KUTATAP LAMAT-LAMAT
HINGGA BENAR-BENAR melekat
dalam ingatanku. Aku ingin mengingatnya sama seperti dahulu, kala mataku dan
matanya segaris dalam sinar yang bergelora. Aku benar-benar yakin pada
keindahan itu, pada suatu saat yang tak menentu, benar-benar nyata adanya.
Aku
menarik nafas panjang sekali dan mendapati diriku yang lucu. Masih tak
bergeming seperti dahulu, pemalu dan tersenyum getir menunggu. Berdiri seorang
diri di sebelah bayangan panjang, kemudian berharap dia mengembalikan hati yang
sempat berjalan-jalan tanpa pernah kuperintah. Sudah berkali-kali aku
mencegahnya, tapi rasa itu tetap saja tumpah dan menimbulkan bunyi gemercik
yang tak biasa. Dia benar-benar lihai membuat pria kurus ini seperti
melayang-layang oleh angin karena terlalu ringannya, sebab otaknya tak berisi
lagi selain dirinya. Hampir seluruh bagian sengaja dikosongkan dan menurut
rencana, semoga tak meleset dan tak ada gaduh, sepenuhnya akan terisi olehnya
seorang. Dan itu pun tergantung kehendak-Nya, jika diizinkan.
Ini
adalah pagi yang cerah, diciptakan secara sengaja oleh Sang Pencipta Pagi. Lalu
aku memohon agar diizinkan untuk mengklaimnya sebagai milikku. Pagi ini adalah
pagiku karena terdapat senyum dua insan yang sedang bertatap mata di sini
dengan kemolekan sang alam. Bermunculanlah puisi-puisi pagi, kala itu.

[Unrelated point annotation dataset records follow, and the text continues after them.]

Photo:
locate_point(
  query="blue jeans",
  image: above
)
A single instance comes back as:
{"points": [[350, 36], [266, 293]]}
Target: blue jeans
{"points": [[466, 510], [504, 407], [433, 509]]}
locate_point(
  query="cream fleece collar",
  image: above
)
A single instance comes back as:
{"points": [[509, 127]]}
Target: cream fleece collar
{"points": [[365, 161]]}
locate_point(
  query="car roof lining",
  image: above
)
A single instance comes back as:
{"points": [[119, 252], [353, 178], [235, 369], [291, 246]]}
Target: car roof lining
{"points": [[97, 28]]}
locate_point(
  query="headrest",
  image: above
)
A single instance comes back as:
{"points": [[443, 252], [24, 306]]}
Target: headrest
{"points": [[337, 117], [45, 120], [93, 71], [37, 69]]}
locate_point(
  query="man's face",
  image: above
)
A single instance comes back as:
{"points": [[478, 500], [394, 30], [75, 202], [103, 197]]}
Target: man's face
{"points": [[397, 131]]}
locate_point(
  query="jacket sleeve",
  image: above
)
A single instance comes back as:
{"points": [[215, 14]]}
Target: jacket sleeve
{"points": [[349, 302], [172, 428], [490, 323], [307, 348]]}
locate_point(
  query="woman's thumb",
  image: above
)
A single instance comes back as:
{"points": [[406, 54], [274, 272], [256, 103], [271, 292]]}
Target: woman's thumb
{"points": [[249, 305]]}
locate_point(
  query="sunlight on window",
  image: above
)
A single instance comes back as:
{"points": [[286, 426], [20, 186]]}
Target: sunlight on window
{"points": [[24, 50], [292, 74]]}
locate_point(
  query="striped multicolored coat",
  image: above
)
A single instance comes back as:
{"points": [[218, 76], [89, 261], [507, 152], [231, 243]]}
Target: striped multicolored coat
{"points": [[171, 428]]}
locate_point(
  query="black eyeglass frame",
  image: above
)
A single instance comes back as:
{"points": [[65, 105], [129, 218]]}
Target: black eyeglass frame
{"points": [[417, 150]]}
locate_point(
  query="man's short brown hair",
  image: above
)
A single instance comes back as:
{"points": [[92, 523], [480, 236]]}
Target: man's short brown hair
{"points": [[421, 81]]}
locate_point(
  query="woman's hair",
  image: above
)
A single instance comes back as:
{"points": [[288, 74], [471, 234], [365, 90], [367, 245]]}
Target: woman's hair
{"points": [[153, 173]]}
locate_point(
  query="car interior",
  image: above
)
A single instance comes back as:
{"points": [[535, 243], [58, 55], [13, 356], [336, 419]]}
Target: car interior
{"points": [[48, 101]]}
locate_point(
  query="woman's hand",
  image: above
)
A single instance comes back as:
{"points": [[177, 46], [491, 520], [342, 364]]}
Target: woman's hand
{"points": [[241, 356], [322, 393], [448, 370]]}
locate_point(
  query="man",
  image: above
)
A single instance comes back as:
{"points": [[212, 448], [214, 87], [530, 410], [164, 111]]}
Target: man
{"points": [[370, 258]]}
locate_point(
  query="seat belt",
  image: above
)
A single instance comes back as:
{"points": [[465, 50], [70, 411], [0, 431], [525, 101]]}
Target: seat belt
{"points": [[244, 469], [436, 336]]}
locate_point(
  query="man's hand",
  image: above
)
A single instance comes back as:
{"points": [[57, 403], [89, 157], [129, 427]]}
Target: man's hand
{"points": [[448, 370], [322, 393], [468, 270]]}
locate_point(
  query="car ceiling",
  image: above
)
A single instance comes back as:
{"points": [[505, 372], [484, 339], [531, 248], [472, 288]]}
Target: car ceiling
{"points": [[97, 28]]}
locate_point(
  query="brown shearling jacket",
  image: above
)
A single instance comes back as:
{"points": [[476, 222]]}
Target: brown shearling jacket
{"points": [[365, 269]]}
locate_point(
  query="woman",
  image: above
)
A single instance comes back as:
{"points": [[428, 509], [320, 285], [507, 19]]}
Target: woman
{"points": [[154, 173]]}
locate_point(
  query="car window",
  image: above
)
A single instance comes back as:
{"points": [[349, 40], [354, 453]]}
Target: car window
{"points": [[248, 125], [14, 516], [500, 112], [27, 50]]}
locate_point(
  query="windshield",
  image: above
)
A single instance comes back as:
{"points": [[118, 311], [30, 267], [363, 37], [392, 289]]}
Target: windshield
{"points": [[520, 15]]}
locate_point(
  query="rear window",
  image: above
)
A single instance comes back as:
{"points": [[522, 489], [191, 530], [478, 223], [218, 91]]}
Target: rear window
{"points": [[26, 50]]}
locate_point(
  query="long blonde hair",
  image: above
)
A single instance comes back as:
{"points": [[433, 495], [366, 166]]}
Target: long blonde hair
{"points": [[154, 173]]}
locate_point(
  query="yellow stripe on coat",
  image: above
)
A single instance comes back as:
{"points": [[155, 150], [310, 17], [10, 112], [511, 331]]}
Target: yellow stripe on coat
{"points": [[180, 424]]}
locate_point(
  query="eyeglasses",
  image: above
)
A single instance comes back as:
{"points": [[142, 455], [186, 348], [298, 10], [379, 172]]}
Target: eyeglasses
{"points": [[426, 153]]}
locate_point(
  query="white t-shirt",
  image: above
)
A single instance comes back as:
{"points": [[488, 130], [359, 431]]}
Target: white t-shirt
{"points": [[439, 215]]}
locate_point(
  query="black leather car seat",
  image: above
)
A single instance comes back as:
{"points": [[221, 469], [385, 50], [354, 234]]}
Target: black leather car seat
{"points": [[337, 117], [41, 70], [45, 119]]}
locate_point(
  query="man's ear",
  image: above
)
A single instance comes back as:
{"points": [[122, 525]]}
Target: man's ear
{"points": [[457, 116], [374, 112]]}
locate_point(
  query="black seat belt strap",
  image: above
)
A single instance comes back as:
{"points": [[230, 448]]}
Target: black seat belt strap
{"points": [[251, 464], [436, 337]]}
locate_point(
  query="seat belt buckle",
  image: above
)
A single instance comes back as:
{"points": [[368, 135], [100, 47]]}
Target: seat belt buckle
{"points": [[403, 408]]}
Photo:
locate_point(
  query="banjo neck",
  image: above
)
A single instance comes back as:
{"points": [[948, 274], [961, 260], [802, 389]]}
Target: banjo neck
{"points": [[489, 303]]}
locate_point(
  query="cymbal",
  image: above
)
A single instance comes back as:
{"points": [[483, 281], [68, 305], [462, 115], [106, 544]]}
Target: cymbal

Pipiku
merona, tak seharusnya begini tapi apapun hal, semua karena pagi perlahan-lahan
membelaiku dan membawa pada keceriaan. Cinta oh cinta, dia hampir saja
membunuhku dengan sangat kejam. Tapi dia juga yang mempertemukanku pada
bidadari di batas khayal sembilan tahun silam, saat sejarah bergemuruh pada
jalan-jalan setapak yang berbelok-belok. Untunglah aku tak salah arah. Aku
dituntun cinta untuk kembali ke jalan pulang dan bertemu lagi pada dua kuntum
mata yang sedang mekar. Lentik sekali.
Aku
menunduk malu, ternyata perjalanan yang panjang tak lantas membuatku menjadi
ksatria yang hebat. Nyaliku masih sayu. Padahal binar-binar yang dipancarkan
olehnya mengisyaratkan kemegahan selanjutnya, bahwa ada ruang kosong yang
pantas dipenuhi gelak tawa yang saling beradu. Memadu.
“Hai,”
bukan dia yang menyapaku sembilan tahun yang lalu. Sebut saja seorang sahabat.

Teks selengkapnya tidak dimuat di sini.